In a pop-culture landscape where tried-and-true formulas often steamroll creativity and originality, Laurie Anderson stands out. There is simply no one else like her — not in pop music, not in the visual arts, not anywhere.
For more than 25 years, Anderson has been smashing the boundaries that once separated popular art from experimental art. She has ambitiously recombined and synergized various art forms — music, film, storytelling, sculpture, even stand-up comedy — into a vibrant, cohesive whole that suggests new possibilities for all of those forms.

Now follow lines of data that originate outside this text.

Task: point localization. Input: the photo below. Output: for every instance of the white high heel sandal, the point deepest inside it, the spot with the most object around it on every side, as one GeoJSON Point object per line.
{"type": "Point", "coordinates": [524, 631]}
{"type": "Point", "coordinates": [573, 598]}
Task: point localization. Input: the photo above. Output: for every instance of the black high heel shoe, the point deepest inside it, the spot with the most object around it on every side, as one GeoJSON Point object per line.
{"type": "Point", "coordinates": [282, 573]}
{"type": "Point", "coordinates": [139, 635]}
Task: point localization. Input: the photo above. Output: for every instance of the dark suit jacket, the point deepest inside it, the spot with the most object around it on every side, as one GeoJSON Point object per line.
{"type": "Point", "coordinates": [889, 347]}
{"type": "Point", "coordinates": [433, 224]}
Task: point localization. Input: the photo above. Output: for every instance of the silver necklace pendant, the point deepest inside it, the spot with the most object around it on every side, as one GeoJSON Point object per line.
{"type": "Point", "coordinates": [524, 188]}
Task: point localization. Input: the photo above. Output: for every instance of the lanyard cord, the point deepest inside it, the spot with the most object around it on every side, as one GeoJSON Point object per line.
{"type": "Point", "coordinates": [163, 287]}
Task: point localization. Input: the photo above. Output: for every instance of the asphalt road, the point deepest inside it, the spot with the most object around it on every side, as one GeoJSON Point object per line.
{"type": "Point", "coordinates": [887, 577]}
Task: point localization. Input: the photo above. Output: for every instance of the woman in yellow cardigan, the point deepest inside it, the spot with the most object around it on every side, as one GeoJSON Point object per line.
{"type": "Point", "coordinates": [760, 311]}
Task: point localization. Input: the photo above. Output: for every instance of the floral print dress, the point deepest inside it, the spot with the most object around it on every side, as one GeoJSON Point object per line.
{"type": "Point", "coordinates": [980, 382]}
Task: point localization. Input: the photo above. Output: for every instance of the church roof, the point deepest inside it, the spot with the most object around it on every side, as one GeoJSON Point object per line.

While many performance artists tend to appeal primarily to a bohemian, art-monster elite, Anderson’s work also draws more uptown types who ordinarily would have to be ball-and-chained to sit through a semiotics lecture. But Anderson’s quirky oeuvre still places her squarely — and brilliantly — outside the mainstream.
And, as an artist, Anderson is ever restless, ever searching. A good example is her The End of the Moon tour, which she first mounted in 2004, and has taken out on the road for a couple of months each year since then. The show is about her experience as an artist in residence at NASA. But, what did that mean, exactly?
“That’s what I asked the NASA folks when they called me up and offered me the position,” recalls Anderson. “And they said, ‘We don’t know, what do you think it means?’ And I thought, ‘Great, I get to invent my own job.’ So that’s what initially inspired this piece.”
While The End of the Moon is part travelogue and part spiritual exposition, it also looks at the relationships between war, aesthetics, the space race, spirituality and consumerism. Anderson has created an epic poem that paints a large portrait of modern American culture.
“It’s mostly a spoken-word performance, a story, in the form of a long poem, with the music taking a bit of a back seat, working more like a film score,” Anderson reveals by phone from her studio in New York City. “And at certain points, I get to hop out of the story and play the violin, which has changed a lot for me the last couple years, as I have been working a lot with electronics as they relate to stringed instruments.”
The End of the Moon definitely contains political content, as it was written during the period between 9/11 and the U.S. invasion of Iraq. Anderson recalls those years as “pretty tough, and pretty alienating for a lot of people. But looking back, that period almost seems hopeful compared to the situation now — this state of constant war, and with us losing more and more of our rights every day– I think that’s very disturbing to people in this country.”
In conversation, Anderson is frank about her dim view of the Bush administration, the war in Iraq and the Republican agenda. But in her art, she avoids “telling people what to think, or how to vote. In The End of the Moon, my goal, artistically, is not to directly influence people that way.”
“Although, indirectly, that’s another story,” she adds with a quiet laugh.
Anderson’s genius as an absurdist poet lies in her penchant for inverting cliches, and for placing witty, off-kilter ironies in surreal contexts. Her lyrics are often a catch-all of non-sequiturs and oblique pop-culture references, sometimes delivered in a smooth, seductive purr, other times in a clipped, electronically filtered, talk-singing style.
Anderson found her current voice on her 1990 release, Strange Angels, which featured her singing rather than speaking in the deadpan, electronically modulated voice she’d often used in the past.
Her last album, Life on a String, was the most organic-sounding recording of Anderson’s career. It still contained her trademark use of electronic pulses for texture and rhythm, and spotlighted her penchant for audio-verite sonic clutter — but the core of Life in a String was a small string ensemble, anchored by Anderson’s own violin playing.
But Anderson, who studied classical violin in college, is still interested in finding new ways to use electronics to “treat” the sound of the violin. “I’m not interested in using a Midi system to create sounds; I still want to use the violin, but bring different sounds out of it.
“It’s a warm instrument, and it loves to be [electronically] processed; you can really bring out the harmonics of the violin by processing it,” she effuses. “I also love the fact that I can walk around with it, instead of sitting hunched over a keyboard. To hold an instrument in your arms and wander about is really nice, and very freeing.”